About 1.2 million square miles, or twice the size of the state of Alaska and half the size of the Amazon, have disappeared in the last twenty years. The greatest losses have taken place in South America, with a third of all its wildland extinguished, followed by South Africa. Researchers have analyzed satellite data and surveys from the Wildlife Conservation Society recorded since the 90s.

The Chugach Mountains and Matanuska River near Matanuska Glacier. Image credit: Travel Alaska.

Some areas have lost nearly all their wilderness, for example, the ecoregions of the Freshwater Swamp Forests and Lowland Rain Swamp Forests in Northern New Guinea, and the Northwestern Congolian Lowland Forests.

Why is wilderness relevant?

Wilderness is defined as the areas of the world that have not been severely impacted by human civilization. Damage to one ecosystem can affect the rest since wildland regions are interconnected.

The loss of wildland affects wildlife, climate change, and indigenous communities across the world.

These globally important areas serve as regulators for local climates. They are also safe havens for biodiversity and support the most marginalized communities of the world, both politically and economically.

One of the study’s coauthors, Oscar Venter of the University of Northern British Columbia, pointed out that a large chunk of the Amazon has been lost. In particular, the mangrove ecosystems, which are a base for a lot of fisheries, as young fish are reared in such ecosystems.

The lead author of the study, James Watson — an associate professor at the University of Queensland, in Australia — meanwhile, emphasizes the fact that most biodiversity thrives in the wildland.

“Proactively protecting the world’s last wilderness areas is a cost-effective conservation investment and our best prospect for ensuring that intact ecosystems and large-scale ecological and evolutionary processes persist for the benefit of future generations” has stated Watson.

What remains can be saved

Watson has said that people across the world are responsible for safeguarding the remaining wilderness and restore the natural habitats that can still be saved.

He praised the movements that raise awareness about the importance of these diminishing wilderness areas. He ultimately noted that the things that contribute to habitat loss will have negative impacts on future generations.

About twenty-three percent of the world’s surface is wilderness. The study also shows some promising details: most of this remainder — about eighty percent — are large segments of land, crucial for the species that inhabit them.

Statistics between 2005 and 2012 have shown that deforestation in Brazil has decreased seventy percent, thanks to local efforts.

Wildland in the United States 

The Unites States has up to 759 wildernesses areas, that occupy 444,161.12 km2. Alaska is the state with the largest concentration of wildland, taking more than half of all areas in the country.

The Yosemite National Park might be the U.S. most famous wilderness area since it was designated by the UNESCO as a World Heritage Site in the 80s. The park receives four million tourists every year.

Yosemite National Park.
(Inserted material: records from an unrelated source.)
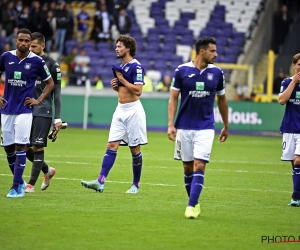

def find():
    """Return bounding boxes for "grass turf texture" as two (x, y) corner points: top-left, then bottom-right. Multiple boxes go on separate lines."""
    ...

(0, 128), (300, 250)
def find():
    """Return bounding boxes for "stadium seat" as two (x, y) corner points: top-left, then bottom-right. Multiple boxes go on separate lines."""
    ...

(176, 45), (191, 61)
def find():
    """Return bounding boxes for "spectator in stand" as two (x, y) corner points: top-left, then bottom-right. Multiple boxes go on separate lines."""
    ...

(65, 3), (75, 40)
(15, 0), (24, 18)
(74, 49), (91, 86)
(2, 2), (18, 36)
(91, 4), (113, 42)
(272, 5), (293, 54)
(29, 1), (46, 33)
(17, 6), (31, 29)
(273, 68), (286, 95)
(55, 1), (70, 55)
(155, 75), (172, 92)
(77, 4), (90, 43)
(42, 10), (56, 52)
(115, 7), (131, 35)
(6, 27), (19, 50)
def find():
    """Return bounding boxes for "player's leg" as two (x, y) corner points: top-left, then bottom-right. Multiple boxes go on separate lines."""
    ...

(25, 116), (56, 193)
(281, 133), (300, 206)
(81, 106), (126, 193)
(1, 114), (16, 174)
(174, 129), (194, 197)
(126, 101), (148, 194)
(189, 129), (215, 206)
(3, 113), (32, 198)
(292, 135), (300, 206)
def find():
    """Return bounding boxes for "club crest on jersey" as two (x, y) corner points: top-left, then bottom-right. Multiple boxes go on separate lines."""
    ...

(196, 82), (204, 90)
(24, 63), (31, 69)
(207, 73), (214, 81)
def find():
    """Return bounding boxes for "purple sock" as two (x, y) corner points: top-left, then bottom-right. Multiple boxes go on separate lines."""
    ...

(6, 152), (16, 174)
(12, 150), (26, 191)
(132, 152), (143, 187)
(98, 149), (117, 184)
(293, 165), (300, 200)
(184, 172), (193, 197)
(188, 171), (204, 207)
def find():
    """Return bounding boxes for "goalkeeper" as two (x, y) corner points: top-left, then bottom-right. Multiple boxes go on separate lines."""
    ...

(25, 32), (62, 193)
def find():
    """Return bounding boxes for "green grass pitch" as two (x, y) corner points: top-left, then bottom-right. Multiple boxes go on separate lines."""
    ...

(0, 128), (300, 250)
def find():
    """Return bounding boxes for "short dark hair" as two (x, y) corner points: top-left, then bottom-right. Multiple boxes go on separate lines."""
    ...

(116, 36), (137, 57)
(17, 28), (32, 39)
(195, 36), (217, 55)
(292, 53), (300, 64)
(31, 32), (45, 44)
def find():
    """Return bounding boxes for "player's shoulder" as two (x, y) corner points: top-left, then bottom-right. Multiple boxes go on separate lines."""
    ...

(281, 77), (293, 85)
(42, 54), (59, 67)
(128, 58), (143, 69)
(207, 64), (223, 74)
(1, 50), (17, 57)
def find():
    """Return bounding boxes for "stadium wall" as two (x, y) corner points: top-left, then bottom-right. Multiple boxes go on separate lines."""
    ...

(62, 89), (284, 136)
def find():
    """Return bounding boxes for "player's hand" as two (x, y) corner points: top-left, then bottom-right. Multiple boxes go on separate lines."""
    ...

(54, 121), (62, 134)
(0, 96), (7, 109)
(219, 128), (228, 142)
(168, 126), (176, 141)
(115, 71), (124, 82)
(110, 78), (118, 91)
(293, 72), (300, 83)
(24, 97), (40, 107)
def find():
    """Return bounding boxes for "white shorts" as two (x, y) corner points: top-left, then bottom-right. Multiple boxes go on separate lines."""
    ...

(108, 100), (148, 147)
(281, 133), (300, 161)
(174, 129), (215, 162)
(1, 113), (32, 146)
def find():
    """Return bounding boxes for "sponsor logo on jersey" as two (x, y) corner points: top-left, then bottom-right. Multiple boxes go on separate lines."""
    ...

(207, 73), (214, 81)
(44, 64), (50, 76)
(196, 82), (204, 90)
(280, 86), (283, 93)
(24, 63), (31, 70)
(14, 71), (22, 79)
(171, 77), (175, 86)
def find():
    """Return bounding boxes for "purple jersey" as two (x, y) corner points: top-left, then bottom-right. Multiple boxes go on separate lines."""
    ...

(0, 50), (51, 115)
(112, 59), (145, 87)
(280, 77), (300, 134)
(172, 62), (225, 130)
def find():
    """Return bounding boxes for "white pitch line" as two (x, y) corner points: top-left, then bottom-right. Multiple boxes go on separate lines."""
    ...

(0, 174), (291, 193)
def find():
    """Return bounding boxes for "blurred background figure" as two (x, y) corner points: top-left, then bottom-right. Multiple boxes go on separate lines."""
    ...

(91, 4), (113, 42)
(74, 49), (91, 86)
(6, 27), (19, 50)
(76, 4), (90, 44)
(273, 68), (286, 94)
(115, 7), (131, 35)
(92, 75), (104, 90)
(155, 75), (172, 92)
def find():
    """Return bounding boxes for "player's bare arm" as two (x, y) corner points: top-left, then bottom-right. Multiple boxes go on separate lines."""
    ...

(217, 95), (228, 142)
(110, 78), (119, 92)
(278, 72), (300, 105)
(116, 72), (143, 96)
(168, 89), (179, 141)
(24, 77), (54, 106)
Image credit: Spondylolithesis/iStock.

All these areas are protected by the Wilderness Act of 1964. The act was signed by President Lyndon B. Johnson and took eight years and over sixty drafts before it was passed.
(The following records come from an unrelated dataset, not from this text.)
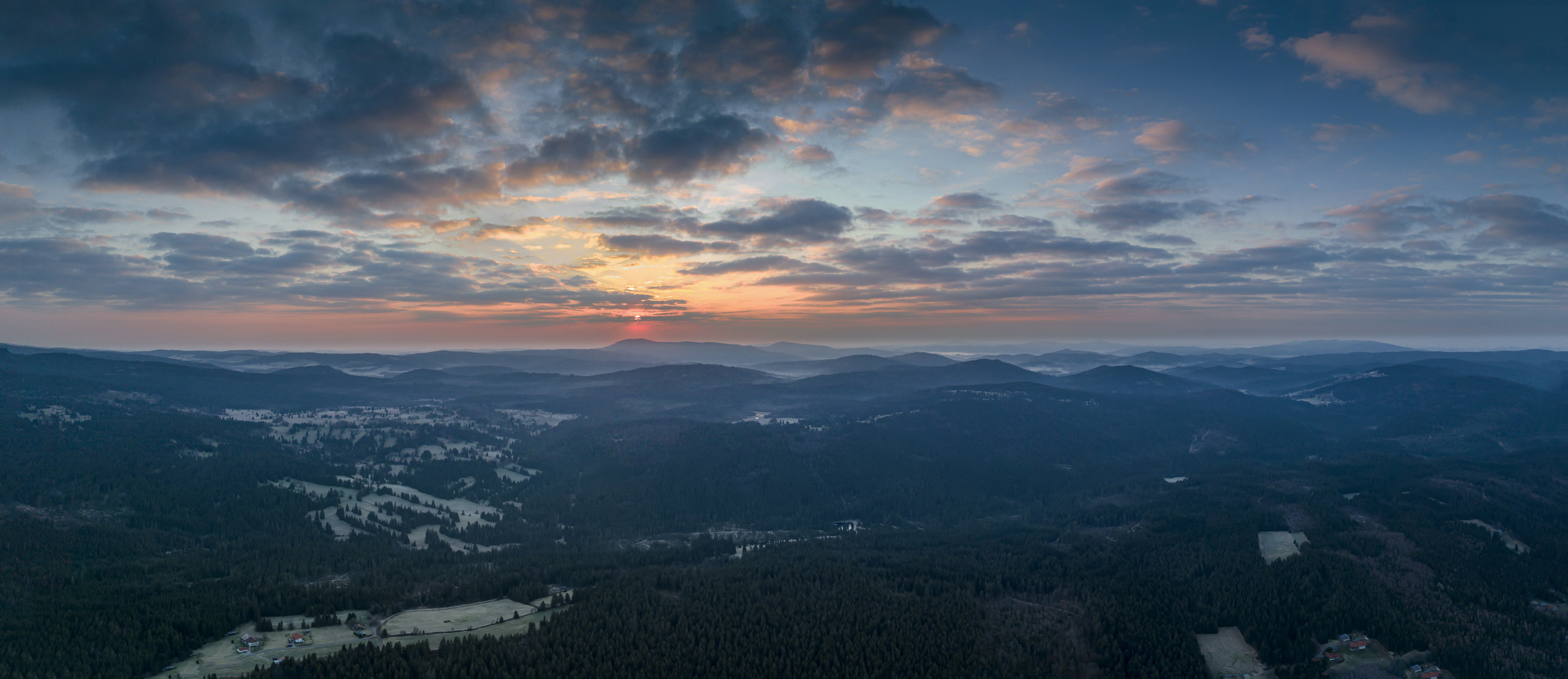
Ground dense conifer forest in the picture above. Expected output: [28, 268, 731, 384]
[0, 357, 1568, 679]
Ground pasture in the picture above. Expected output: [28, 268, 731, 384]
[381, 599, 538, 635]
[1195, 627, 1266, 678]
[1257, 530, 1308, 563]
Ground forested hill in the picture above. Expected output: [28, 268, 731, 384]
[0, 343, 1568, 679]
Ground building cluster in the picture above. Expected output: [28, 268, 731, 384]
[1323, 634, 1372, 663]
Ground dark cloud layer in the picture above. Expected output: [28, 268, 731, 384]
[0, 0, 966, 224]
[1452, 193, 1568, 248]
[696, 197, 851, 245]
[0, 232, 671, 311]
The law created the American legal definition of “wildland” and created the “wilderness system” that is supervised by four federal agencies: The National Park Service, the U.S. Forest Service, the U.S. Fish and Wildlife Service and the Bureau of Land Management.

It also establishes which elements should be analyzed before classifying an area as a wildland. Elements include size, human imprint, historical, scientific or educational value, and opportunities for unconfined recreation.